COZZI Emanuele

Person has left EURECOM
  • COZZI Emanuele

Thesis

Binary Analysis for Linux and IoT Malware

Objective
Security companies collect million of malware samples every day. This big-data aspect is a
new concept in malware analysis but it is certainly here to stay. On top of traditional samples,
the upcoming Internet of Things (IoT) revolution will inevitably increase both the amount and
the diversity of the collected artifacts.
However, despite its promises, big data collection has so far brought to our field more
challenges than advantages – mainly resulting in a burden for researchers and malware analysts.
In fact, on the one hand more samples mean less time to analyze them and larger infrastructures
required to store the files and execute them in dynamic analysis sandboxes. On the other hand,
security companies are clearly struggling to sift through this increasing amount of data in the
attempt to extract some actionable intelligence to better protect their customers and improve
their services. As a result, while there is a clear global trend towards collecting more and more
data, most of this data is just sitting unused on some server, taking terabytes of storage space
without actually being used, exploited, and often even properly understood by the company
that collect it.
On top of this poor understanding of big malware dataset, new advanced techniques are
making the analysis of individual samples more complex and more time-consuming.
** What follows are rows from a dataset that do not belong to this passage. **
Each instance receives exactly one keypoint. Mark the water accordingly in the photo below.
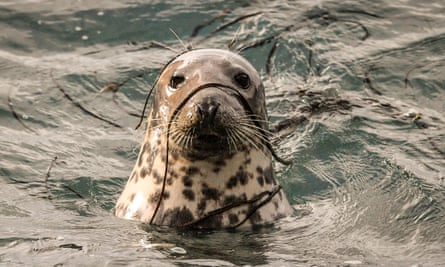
(368, 172)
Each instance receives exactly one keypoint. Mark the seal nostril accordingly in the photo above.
(213, 109)
(206, 112)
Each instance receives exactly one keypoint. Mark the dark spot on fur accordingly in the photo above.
(192, 171)
(189, 194)
(232, 199)
(132, 197)
(210, 193)
(260, 180)
(142, 173)
(233, 181)
(146, 148)
(158, 179)
(174, 155)
(241, 176)
(187, 181)
(154, 198)
(133, 175)
(140, 159)
(269, 176)
(177, 216)
(233, 218)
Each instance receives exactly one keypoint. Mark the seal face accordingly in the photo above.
(205, 160)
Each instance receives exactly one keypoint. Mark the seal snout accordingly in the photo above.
(206, 112)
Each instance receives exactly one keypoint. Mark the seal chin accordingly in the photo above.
(202, 141)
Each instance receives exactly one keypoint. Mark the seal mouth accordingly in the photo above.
(214, 121)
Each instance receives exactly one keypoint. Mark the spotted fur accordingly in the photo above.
(209, 180)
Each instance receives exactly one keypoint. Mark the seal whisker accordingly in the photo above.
(231, 140)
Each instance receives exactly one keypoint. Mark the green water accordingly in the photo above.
(357, 88)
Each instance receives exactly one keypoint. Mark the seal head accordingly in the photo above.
(205, 160)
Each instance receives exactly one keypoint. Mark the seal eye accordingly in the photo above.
(243, 80)
(175, 81)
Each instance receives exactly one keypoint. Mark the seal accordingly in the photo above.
(206, 160)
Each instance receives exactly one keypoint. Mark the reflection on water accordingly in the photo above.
(355, 94)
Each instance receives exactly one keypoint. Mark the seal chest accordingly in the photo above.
(205, 161)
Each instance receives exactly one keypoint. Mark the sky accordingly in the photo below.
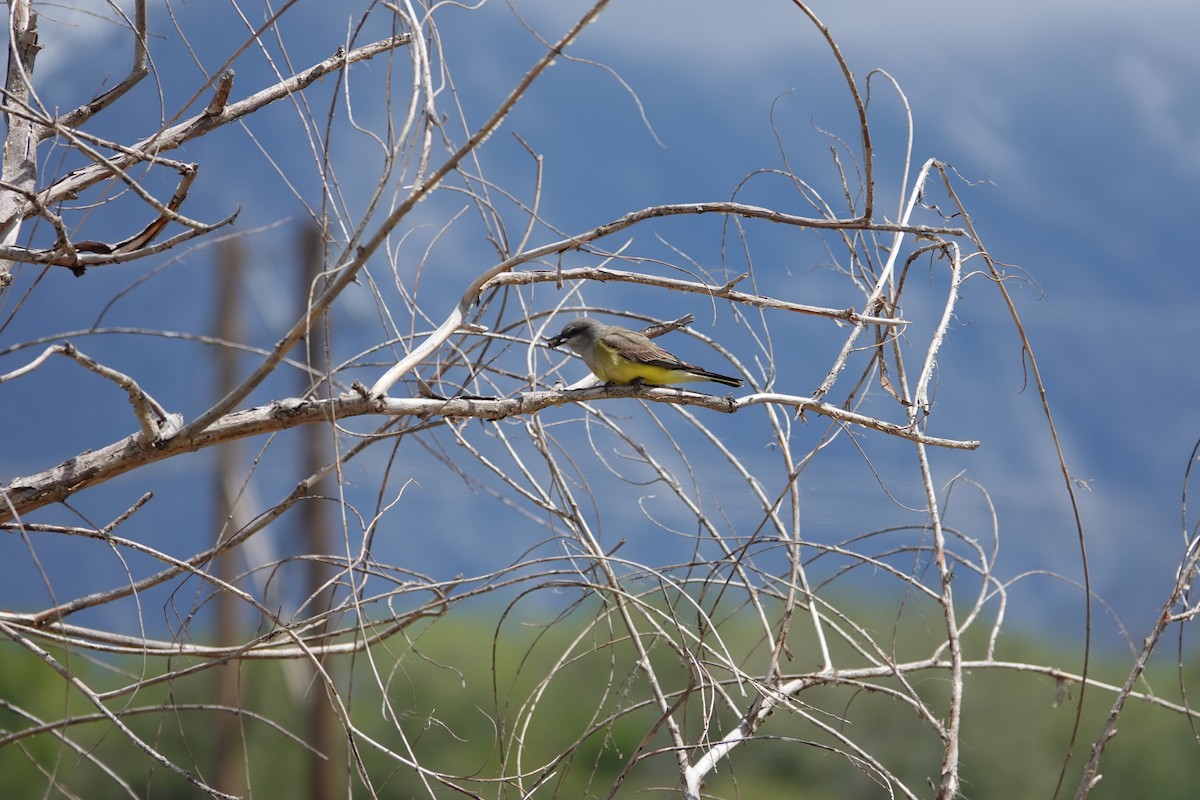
(1075, 127)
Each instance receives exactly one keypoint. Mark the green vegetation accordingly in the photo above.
(467, 721)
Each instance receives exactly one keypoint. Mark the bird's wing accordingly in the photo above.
(641, 349)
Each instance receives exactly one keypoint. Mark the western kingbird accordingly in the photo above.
(618, 355)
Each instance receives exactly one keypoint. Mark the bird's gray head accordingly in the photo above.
(577, 334)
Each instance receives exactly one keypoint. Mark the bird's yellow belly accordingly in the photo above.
(613, 370)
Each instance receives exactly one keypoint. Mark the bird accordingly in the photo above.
(618, 355)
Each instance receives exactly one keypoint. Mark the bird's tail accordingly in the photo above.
(715, 377)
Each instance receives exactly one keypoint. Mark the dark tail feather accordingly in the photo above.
(717, 378)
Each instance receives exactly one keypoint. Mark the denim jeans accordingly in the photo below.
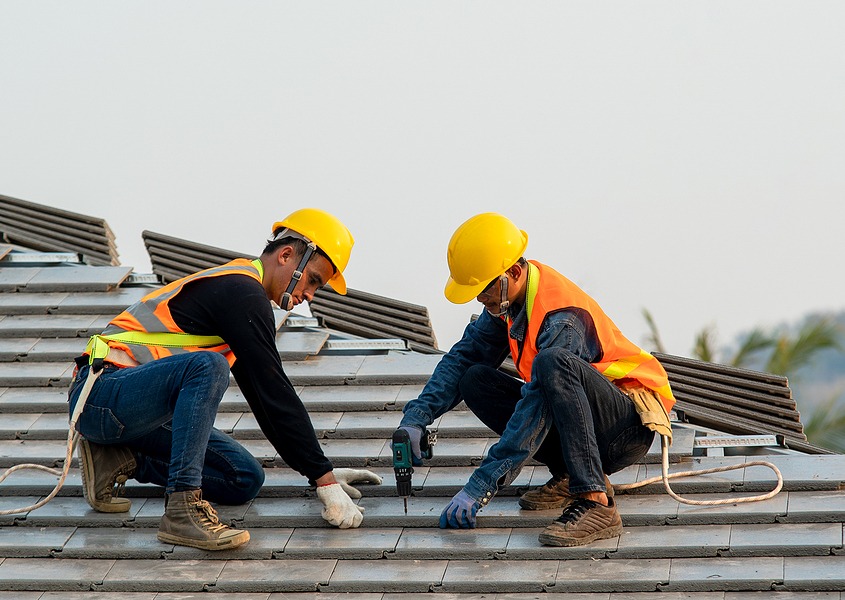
(569, 416)
(164, 412)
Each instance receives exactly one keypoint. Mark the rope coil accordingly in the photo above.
(665, 477)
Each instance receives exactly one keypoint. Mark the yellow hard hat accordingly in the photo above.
(480, 250)
(328, 233)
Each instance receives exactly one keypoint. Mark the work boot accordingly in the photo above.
(104, 471)
(191, 521)
(554, 494)
(583, 521)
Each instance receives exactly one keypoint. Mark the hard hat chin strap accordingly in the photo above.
(504, 303)
(311, 248)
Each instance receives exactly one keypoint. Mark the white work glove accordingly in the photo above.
(346, 477)
(338, 508)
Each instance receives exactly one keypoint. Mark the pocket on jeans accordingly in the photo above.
(99, 424)
(628, 447)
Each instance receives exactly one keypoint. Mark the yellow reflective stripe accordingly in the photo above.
(533, 286)
(167, 339)
(98, 344)
(622, 367)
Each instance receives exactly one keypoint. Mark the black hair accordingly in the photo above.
(299, 246)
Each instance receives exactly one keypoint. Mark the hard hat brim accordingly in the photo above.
(338, 283)
(457, 293)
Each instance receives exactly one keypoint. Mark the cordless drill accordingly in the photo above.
(403, 459)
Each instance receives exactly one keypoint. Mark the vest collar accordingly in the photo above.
(258, 265)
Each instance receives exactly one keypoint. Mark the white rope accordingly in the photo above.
(72, 437)
(665, 477)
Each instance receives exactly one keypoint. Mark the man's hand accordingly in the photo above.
(338, 508)
(414, 435)
(346, 477)
(460, 513)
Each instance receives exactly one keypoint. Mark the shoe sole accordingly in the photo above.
(607, 533)
(213, 545)
(87, 470)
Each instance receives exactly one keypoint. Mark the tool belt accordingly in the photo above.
(652, 413)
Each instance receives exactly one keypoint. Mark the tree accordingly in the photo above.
(787, 354)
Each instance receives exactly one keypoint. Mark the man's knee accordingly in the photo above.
(211, 364)
(554, 360)
(470, 384)
(248, 484)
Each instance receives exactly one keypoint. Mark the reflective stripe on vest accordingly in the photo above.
(622, 361)
(146, 330)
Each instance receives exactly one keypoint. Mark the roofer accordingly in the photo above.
(150, 415)
(572, 412)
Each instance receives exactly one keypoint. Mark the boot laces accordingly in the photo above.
(576, 509)
(208, 517)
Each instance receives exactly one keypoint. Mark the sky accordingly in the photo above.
(687, 158)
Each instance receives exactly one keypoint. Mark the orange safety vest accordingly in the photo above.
(621, 362)
(151, 315)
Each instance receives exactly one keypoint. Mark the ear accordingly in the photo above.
(285, 253)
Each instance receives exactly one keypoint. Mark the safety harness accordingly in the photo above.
(98, 351)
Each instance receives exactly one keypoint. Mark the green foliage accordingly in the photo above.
(792, 353)
(788, 352)
(704, 342)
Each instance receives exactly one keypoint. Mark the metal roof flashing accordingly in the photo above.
(354, 388)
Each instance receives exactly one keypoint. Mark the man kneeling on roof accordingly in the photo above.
(150, 413)
(574, 409)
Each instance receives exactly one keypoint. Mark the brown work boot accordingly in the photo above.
(191, 521)
(582, 522)
(554, 494)
(104, 471)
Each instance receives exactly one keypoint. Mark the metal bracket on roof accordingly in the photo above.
(736, 441)
(714, 445)
(42, 257)
(142, 278)
(367, 344)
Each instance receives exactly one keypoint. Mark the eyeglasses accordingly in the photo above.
(486, 290)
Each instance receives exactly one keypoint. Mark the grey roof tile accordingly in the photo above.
(362, 543)
(427, 543)
(275, 575)
(759, 573)
(387, 575)
(51, 574)
(264, 544)
(499, 576)
(524, 544)
(119, 543)
(673, 541)
(785, 539)
(764, 511)
(162, 575)
(32, 542)
(355, 402)
(623, 575)
(77, 279)
(814, 573)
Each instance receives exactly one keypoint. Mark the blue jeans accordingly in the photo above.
(574, 419)
(164, 412)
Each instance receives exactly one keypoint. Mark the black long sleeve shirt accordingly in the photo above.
(235, 308)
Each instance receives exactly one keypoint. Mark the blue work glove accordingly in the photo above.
(460, 513)
(415, 435)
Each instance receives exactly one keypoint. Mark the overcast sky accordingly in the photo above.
(687, 158)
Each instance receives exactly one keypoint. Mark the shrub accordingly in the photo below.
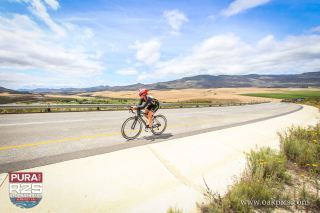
(267, 164)
(302, 146)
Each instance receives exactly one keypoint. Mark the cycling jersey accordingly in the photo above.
(151, 103)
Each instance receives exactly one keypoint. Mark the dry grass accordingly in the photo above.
(199, 94)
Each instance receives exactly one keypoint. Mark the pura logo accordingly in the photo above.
(25, 188)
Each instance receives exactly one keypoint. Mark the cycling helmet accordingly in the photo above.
(143, 91)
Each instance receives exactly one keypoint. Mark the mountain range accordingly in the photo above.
(304, 80)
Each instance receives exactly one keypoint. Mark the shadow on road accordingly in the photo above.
(157, 137)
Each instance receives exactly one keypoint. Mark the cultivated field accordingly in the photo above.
(203, 95)
(214, 95)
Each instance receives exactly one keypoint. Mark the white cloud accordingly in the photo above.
(147, 52)
(315, 29)
(175, 19)
(228, 54)
(39, 9)
(24, 45)
(54, 4)
(238, 6)
(128, 71)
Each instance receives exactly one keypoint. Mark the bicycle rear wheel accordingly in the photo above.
(159, 124)
(131, 128)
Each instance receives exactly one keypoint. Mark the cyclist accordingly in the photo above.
(149, 103)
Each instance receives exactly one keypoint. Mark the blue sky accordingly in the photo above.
(51, 43)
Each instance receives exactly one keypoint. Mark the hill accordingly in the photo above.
(304, 80)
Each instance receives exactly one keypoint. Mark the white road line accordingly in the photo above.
(48, 122)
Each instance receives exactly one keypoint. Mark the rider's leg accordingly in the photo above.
(150, 116)
(146, 112)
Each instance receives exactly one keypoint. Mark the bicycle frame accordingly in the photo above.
(137, 116)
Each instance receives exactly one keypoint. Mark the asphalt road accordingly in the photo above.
(31, 140)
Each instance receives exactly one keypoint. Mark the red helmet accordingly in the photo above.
(143, 91)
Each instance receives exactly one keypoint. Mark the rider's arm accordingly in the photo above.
(142, 104)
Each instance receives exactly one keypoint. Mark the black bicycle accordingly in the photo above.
(132, 127)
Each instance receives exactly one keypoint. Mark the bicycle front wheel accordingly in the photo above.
(159, 124)
(131, 128)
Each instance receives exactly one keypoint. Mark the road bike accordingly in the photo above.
(132, 127)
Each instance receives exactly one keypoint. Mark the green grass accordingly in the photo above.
(286, 95)
(302, 146)
(262, 180)
(40, 99)
(267, 177)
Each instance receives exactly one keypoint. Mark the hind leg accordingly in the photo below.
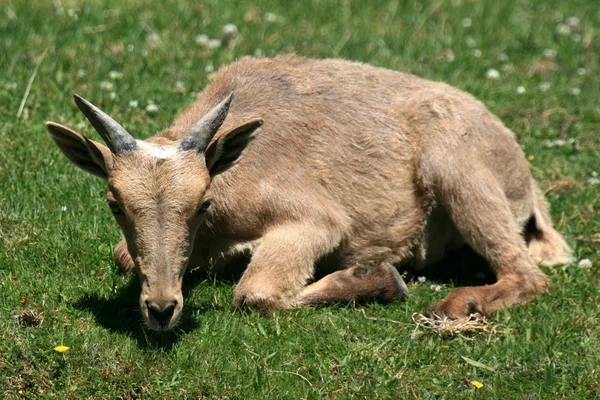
(546, 246)
(476, 203)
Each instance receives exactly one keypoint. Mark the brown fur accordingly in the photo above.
(375, 166)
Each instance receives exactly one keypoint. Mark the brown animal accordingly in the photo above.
(321, 158)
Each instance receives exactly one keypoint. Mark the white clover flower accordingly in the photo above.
(151, 108)
(202, 40)
(549, 53)
(214, 44)
(106, 85)
(230, 30)
(563, 29)
(270, 17)
(573, 22)
(508, 68)
(114, 75)
(153, 38)
(470, 41)
(492, 74)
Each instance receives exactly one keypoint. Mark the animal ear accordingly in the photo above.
(226, 150)
(88, 155)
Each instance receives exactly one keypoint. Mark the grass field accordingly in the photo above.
(526, 60)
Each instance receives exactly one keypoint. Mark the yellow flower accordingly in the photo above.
(477, 384)
(61, 348)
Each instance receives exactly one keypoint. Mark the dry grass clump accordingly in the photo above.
(472, 325)
(28, 318)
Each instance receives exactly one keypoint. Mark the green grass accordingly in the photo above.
(59, 263)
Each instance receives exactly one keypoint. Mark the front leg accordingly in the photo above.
(282, 265)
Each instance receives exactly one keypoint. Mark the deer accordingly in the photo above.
(290, 161)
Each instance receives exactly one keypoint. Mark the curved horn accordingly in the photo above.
(200, 135)
(116, 137)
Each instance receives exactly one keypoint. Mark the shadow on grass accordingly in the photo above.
(119, 313)
(461, 267)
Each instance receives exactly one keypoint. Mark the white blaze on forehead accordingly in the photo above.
(156, 150)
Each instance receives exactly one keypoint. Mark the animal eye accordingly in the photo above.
(114, 207)
(203, 207)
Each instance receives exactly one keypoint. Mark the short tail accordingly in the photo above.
(546, 245)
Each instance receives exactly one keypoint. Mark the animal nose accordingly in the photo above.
(162, 314)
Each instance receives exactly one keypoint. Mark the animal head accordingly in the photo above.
(157, 193)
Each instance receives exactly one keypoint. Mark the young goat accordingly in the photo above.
(315, 158)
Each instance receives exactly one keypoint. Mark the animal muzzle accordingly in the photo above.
(162, 311)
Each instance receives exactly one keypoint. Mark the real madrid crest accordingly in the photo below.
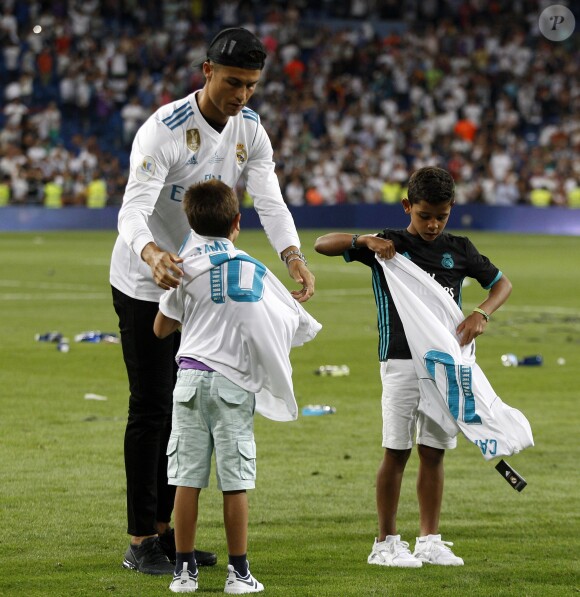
(193, 139)
(447, 261)
(241, 153)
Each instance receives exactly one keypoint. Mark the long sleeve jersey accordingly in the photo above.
(175, 148)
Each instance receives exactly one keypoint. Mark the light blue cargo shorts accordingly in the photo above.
(210, 411)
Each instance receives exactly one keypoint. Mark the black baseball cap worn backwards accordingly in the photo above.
(237, 47)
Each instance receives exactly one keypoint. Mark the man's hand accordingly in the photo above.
(163, 264)
(299, 272)
(472, 326)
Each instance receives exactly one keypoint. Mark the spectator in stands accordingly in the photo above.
(467, 85)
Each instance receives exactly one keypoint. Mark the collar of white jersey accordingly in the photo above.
(197, 249)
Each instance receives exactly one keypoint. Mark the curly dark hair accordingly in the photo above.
(211, 207)
(433, 185)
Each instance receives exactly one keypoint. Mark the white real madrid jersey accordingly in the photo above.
(454, 390)
(240, 320)
(174, 149)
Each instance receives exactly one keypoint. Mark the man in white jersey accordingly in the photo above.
(209, 134)
(238, 325)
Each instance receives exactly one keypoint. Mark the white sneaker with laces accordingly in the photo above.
(238, 585)
(432, 550)
(393, 552)
(184, 582)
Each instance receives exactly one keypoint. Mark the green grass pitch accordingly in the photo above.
(312, 518)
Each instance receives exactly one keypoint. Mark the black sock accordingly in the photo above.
(181, 557)
(240, 564)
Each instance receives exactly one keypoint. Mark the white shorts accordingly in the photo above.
(402, 420)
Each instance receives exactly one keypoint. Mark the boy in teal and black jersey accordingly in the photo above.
(449, 259)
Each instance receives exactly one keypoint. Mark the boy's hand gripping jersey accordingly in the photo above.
(454, 390)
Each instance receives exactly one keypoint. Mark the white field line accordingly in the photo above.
(35, 285)
(89, 296)
(325, 295)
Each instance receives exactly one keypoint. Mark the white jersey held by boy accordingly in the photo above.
(240, 320)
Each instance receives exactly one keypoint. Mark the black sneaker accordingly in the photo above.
(167, 543)
(148, 558)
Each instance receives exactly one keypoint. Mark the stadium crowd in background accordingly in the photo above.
(358, 95)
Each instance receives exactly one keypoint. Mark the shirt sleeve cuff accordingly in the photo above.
(140, 242)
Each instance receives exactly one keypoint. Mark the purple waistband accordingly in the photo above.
(189, 363)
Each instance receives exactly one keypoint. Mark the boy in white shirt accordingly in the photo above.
(238, 325)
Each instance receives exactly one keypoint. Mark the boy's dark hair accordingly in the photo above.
(433, 185)
(211, 207)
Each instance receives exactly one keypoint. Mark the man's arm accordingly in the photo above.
(336, 243)
(476, 323)
(298, 270)
(264, 187)
(163, 264)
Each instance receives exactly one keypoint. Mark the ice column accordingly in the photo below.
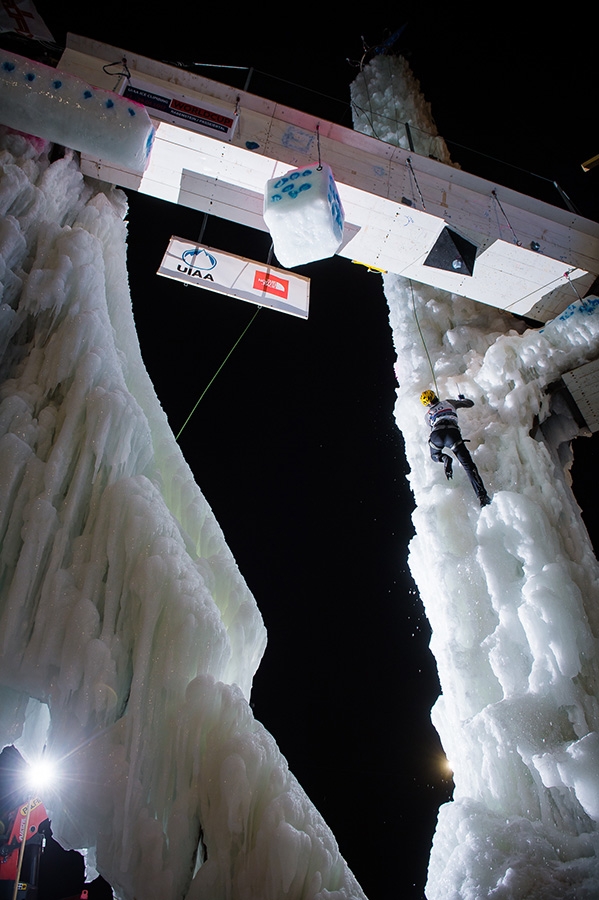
(129, 638)
(511, 592)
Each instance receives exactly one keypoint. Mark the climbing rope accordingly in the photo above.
(217, 372)
(498, 202)
(409, 165)
(319, 167)
(422, 339)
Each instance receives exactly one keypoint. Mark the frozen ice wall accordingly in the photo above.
(129, 638)
(511, 593)
(385, 96)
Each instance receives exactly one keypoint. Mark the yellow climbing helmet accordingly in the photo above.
(427, 398)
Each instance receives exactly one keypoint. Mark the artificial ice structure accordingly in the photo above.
(130, 639)
(512, 594)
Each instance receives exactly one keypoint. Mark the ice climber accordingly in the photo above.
(445, 434)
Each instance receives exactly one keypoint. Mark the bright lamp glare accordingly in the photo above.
(41, 774)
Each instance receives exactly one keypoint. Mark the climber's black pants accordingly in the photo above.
(451, 438)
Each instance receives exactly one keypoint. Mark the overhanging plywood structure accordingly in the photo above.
(531, 258)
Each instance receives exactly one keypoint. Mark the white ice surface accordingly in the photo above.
(59, 107)
(129, 639)
(304, 215)
(511, 591)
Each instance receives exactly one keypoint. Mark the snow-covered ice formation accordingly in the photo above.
(129, 637)
(511, 591)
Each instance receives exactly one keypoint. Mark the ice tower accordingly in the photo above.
(129, 637)
(512, 591)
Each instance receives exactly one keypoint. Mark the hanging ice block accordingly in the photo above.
(304, 215)
(62, 108)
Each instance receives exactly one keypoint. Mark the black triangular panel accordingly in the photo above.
(453, 253)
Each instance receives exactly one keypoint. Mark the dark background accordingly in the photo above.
(294, 445)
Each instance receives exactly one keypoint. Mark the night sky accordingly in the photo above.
(294, 445)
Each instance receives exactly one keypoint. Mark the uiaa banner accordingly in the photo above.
(236, 276)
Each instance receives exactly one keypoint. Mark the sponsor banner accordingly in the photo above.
(236, 276)
(176, 109)
(22, 17)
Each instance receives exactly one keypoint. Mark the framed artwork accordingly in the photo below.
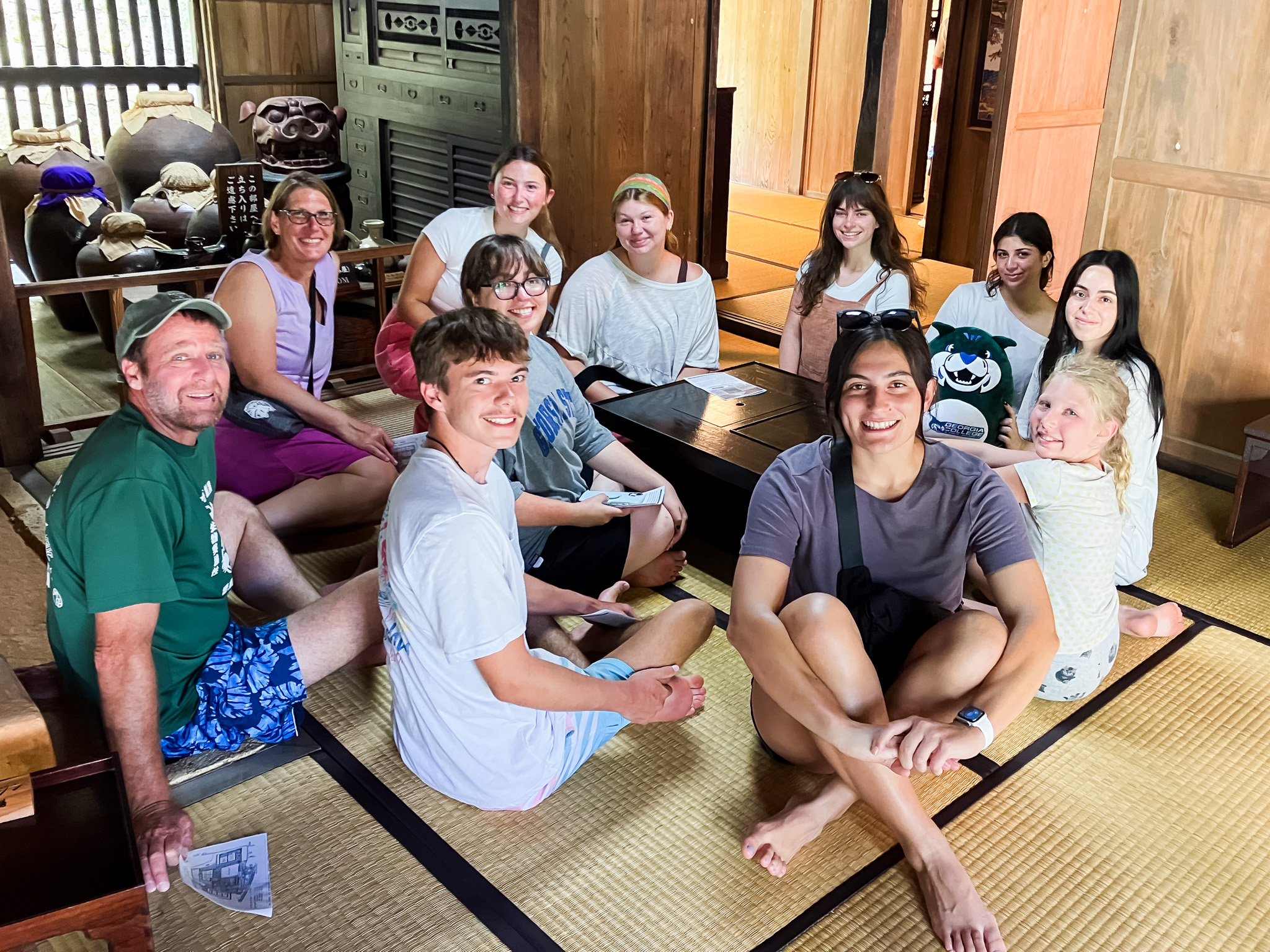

For instance,
ROP-only malware, disk-less samples, and advanced obfuscations are reducing our
ability to automatically process and understand new malicious files.
The goal of this thesis is to harness the information stored in large malware datasets to
improve the samples analysis, provide intelligence information, detect correlation, or simply
study trends and evolution of different techniques used by malware writers. In this challenging
context, this dissertation will also explore new techniques to extend current static and dynamic
analysis approaches to the analysis of novel and sophisticated malware samples. This can
involve heavily obfuscated and packed binaries or new form of malicious code and will rely
on existing large-scale malware collection systems to provide the required data to conduct
experiments.
Research Overview
The first objective of this thesis is to advance the state of the art in binary and malware analysis.
For example, recent efforts have been done to better understand packed samples [7], better analyze
their behavior [3,8], or to reverse new form of advanced rootkits [5]. However, these works
only scratched the surface of the techniques we need to analyze complex malware samples –
both in a fully automated fashion and as tools to support manual reverse engineering.
1
A second objective of this thesis is the investigation of new form of malware, starting from
malware running on other operating systems of platform. Only recently researchers have started
looking at more “exotic” form or malware [4], but there is still a lot to explore in this area. For
example, as a starting point we plan to develop an open source infrastructure to analyze Linuxbased
malware samples. Internet routers and IoT devices are rapidly becoming prime targets
for malicious code – ranging from simple botnet to more sophisticated targeted attacks. Unfortunately,
the security industry is still largely unprepared for this threat. Most of the tool and
the knowledge about the behavior and the characteristics of malware derives from a decade
of research on Windows binaries. However, Linux samples have its unique set of characteristics,
including the widespread use of static linking, the broad set of CPU architectures, its own
packing ecosystem, and completely different techniques to achieve persistence and process infection.
This task includes the development of dedicated tools, as well as their application
to tens of thousands Linux malware samples – with the goal of extracting and measuring the
prevalence of different techniques and the characteristics of this rapidly increasing form of malware.
As a result, this part of the project would not only produce a usable platform, but also a
precious knowledge base about the behavior and key indicators of Linux malware – that can be
extremely useful for malware analysts, to improve the detection of these samples, and to guide
incident response on infected devices.
Finally, part of the research in this area will also focus on the problem of cyber-attribution [1,
2] – proposing new techniques to identify reused components and detect malware samples
likely developed by the same group. As currently pointed out by Graziano et al. [6], the current
malware collection infrastructure is very efficient, but the vertiginous amount of samples analyzed
every day in dynamic analysis sandboxes makes it impossible to tell apart the interesting
malware from the surrounding noise of less relevant samples.